Even with the latest qcacld2 driver, which does not generate the previous errors in the system log (thanks for that), the signal strength is still bad and recent disconnects occur in the “fringe regions”, where other devices work flawlessly.
I checked with 5 different devices lying next to the Pocket Reform and any one of them had more than 10 dBm better RSSI while using the same band on the AP. Another device in the next room even had the same RSSI. So there seems to be a problem with reception.
I saw that the Wi-Fi antenna sits on the standby-switch and trrs-jack board. I tried several other antenna types and locations (inside the case, outside the case, glued on the non copper part of the top cover, etc.), with no change in actual reception.
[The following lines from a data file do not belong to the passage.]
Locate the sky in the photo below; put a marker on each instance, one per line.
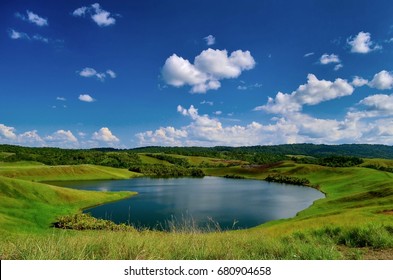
(125, 74)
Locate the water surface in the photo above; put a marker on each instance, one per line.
(230, 203)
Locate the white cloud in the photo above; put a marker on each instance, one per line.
(38, 37)
(164, 136)
(18, 35)
(31, 138)
(381, 103)
(13, 34)
(329, 58)
(382, 80)
(97, 14)
(7, 132)
(80, 12)
(211, 103)
(36, 19)
(62, 136)
(105, 135)
(86, 98)
(338, 67)
(111, 73)
(296, 127)
(88, 72)
(33, 18)
(209, 67)
(243, 86)
(359, 81)
(313, 92)
(362, 43)
(210, 40)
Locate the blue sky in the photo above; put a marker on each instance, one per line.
(124, 74)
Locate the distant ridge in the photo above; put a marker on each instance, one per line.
(316, 150)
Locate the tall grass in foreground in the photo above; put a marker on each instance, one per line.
(323, 243)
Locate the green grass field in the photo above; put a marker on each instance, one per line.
(354, 221)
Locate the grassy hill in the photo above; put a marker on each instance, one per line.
(34, 171)
(354, 221)
(29, 207)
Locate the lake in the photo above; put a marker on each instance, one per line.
(206, 202)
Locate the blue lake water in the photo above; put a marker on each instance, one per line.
(206, 202)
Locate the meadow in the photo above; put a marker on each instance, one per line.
(354, 221)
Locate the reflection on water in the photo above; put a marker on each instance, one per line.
(212, 201)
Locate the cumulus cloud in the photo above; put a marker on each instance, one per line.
(13, 34)
(33, 18)
(209, 67)
(62, 136)
(111, 73)
(88, 72)
(206, 131)
(338, 67)
(297, 127)
(379, 102)
(7, 132)
(361, 43)
(382, 80)
(244, 86)
(211, 103)
(313, 92)
(359, 81)
(86, 98)
(97, 14)
(105, 135)
(31, 138)
(210, 40)
(17, 35)
(329, 58)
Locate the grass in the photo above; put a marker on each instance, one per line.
(40, 173)
(28, 207)
(354, 221)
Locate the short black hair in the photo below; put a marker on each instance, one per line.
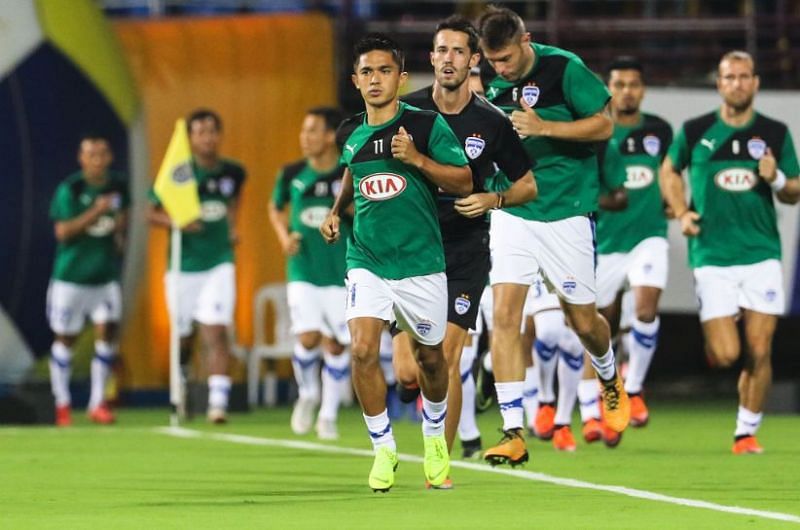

After I let the device stay powered off for while, I noticed that the measurements were much better. So I checked the thermals on the Wi-Fi-Chipset, which rose quickly and where then quite high, while not having a cooling device or heat conductive material attached. I then put a thermal pad on top, connecting it to the top cover and the signal strength shot up and was almost in same ballpark as the other devices, which seems to point at a thermal chipset issue. I did not yet do intensive transfers and/or long-term stability tests, but this seems to be promising.
I cut the pad to be exactly the size of the chip, so that it does not contact with the surrounding parts. I tested the top cover contact, by sticking the pad on the chip and see if the pad would adhere to the top if opened, which it did.
I am also reporting some wifi issues, after adding the thermal pad, it went from “few minutes” to “a dozen of minutes”, but as soon as the device gets a bit hot, the wifi gets disconnected and does not reconnect until a reboot.
Even when standing close to the AP.
edit: I moved the system to the SSD (from the eMMC flash) and it seems to be better so far, I will report back later today.
Yeah, my pad workaround is far from perfect as the CPU apparently generates just to much heat. When the thermal capacity of the top cover is reached, the Wi-Fi modules does tends to fall-back to the old pattern.
You could try to force the CPU freq to the lowest possible values.
This is kinda related to this topic but I wonder whether a custom backplate with many vias between the two copper layers would help dissipating the heat by increasing the copper surface.
Small update, I ordered some better thermal pads and with the thermal pad + having the OS on the SSD, I am able to get the wifi working for multiple hours now.
My guess is that having the OS on the flash memory makes the overheating issue worse, but I may be wrong.
I noticed that sometimes when the laptop is idle, the wifi disconnects/reconnects instantly when trying to load a page in Firefox, but that may be software/driver related?
Anyway, mostly sharing if it can help people having the same issue.
that would make sense, as I also run the root partition from encrypted NVMe. That would explain, why I had a much better experience with only a pad already.
I can confirm the random disconnect/reconnect problem while initiation a bigger transfer after a longer idle period.
Yep, have noticed the same thing on my Pocket, and indeed moving the OS to NVMe seems to have helped (though not entirely). I have a thermal pad on the way to try that out.
I’m seeing much lower wifi range with the 8M Plus compared to the A311D, locations where the A311D maintains connection, the 8M Plus will cycle between dropping out and connecting.
Does the A311D Realtek Wi-Fi chipset gets anywhere near the temperatures of the QCA chipset of the i.MX8MPlus?
Can you measure the temperature difference between the two?
The latest driver update for the QCA seems to limit the maximum transfer speed in 5GHz to 96MBit/s and therefore alleviating some heat and running much more stable. Can anyone confirm that?
I only have the internal thermal sensors to go by, but it generally seems the idle temps while connected to wifi of the a311d are less than the mplus - about 5-10C lower, total power draw is also lower on idle 5W vs 7W. I ran the mplus with the thermal pad on the QCA chip as well - though I’m not convinced my 2mm thermal pads were making good contact with the case lid
That would make sense. It already made a difference to throttle the MPlus to 1,2GHz to get it to drop below 70°C. If the A311D is that much cooler, then the wireless chipset will likely be also.
I’ve just added a thermal pad without transferring OS to nvme (yet, I’ve got one installed I’ve just not done the needful) and it’s not really helped, so I’ll try doing the transfer later and report back as to whether it helps with the wifi.
sadly that makes sense, as the thermal pad usability dwindles fast as the CPU heats up the topcover quite fast and then there is no heat capacity left to be useful for the Wi-Fi. My experience is, that it best worked right after startup, when the top cover is not yet hot to the touch.